Glasses-adjusting New York Times-version-of-a-Republican David Brooks is a highly talented political columnist-craftsman, in the sense that he is able to lay a thin veneer of pop psychology-varnish over even the most cracked glass coffee table of intellectualism* (*David Brooks-style mishmash alert). Today, Brooks puts forth his most breathtaking ideological prescription yet: our leaders should always be doing opposite things at all times.

The very first sentence of Brooks' column is, "Abraham Lincoln said that a house divided against itself cannot stand." This is the type of sentence that generally introduces a bad high school history paper, not an op-ed in the world's most influential newspaper. No matter. Let us set aside issues of style and focus on substance, because we are mature.

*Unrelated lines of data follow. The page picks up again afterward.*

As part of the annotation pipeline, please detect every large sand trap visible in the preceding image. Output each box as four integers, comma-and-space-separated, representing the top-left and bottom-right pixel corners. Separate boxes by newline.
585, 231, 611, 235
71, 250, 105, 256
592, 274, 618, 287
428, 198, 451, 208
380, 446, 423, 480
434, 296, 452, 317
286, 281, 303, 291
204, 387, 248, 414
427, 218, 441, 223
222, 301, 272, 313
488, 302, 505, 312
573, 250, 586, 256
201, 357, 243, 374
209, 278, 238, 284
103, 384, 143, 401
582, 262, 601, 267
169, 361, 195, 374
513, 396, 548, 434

This extremely lazy column is nominally about the Olympics, because, hey, easy topic, and how they show... something, about politics, in a way. Because people smile in the opening ceremonies, see, but later they scowl during races, and this is like politics. And this, according to David Brooks, is good (I think???). Specifically: "The world, unfortunately, has too many monomaniacs - people who pick one side of any creative tension and wish the other would just go away."

In this formulation, "monomaniacs"= anyone who holds a belief about any issue. Why can't our political leaders stop being all, "one side is right and the other side is wrong?" Why can't they, instead, do all things at all times—for our future?

Politics has become a contest of monomaniacs. One faction champions austerity while another champions growth. One party becomes the party of economic security and the other becomes the party of creative destruction.

The right course is usually to push hard in both directions, to be a house creatively divided against itself, to thrive amid the contradictions. The Olympics are great, but they are not coherent.

Should we spend more, or spend less? Both! That's coherence.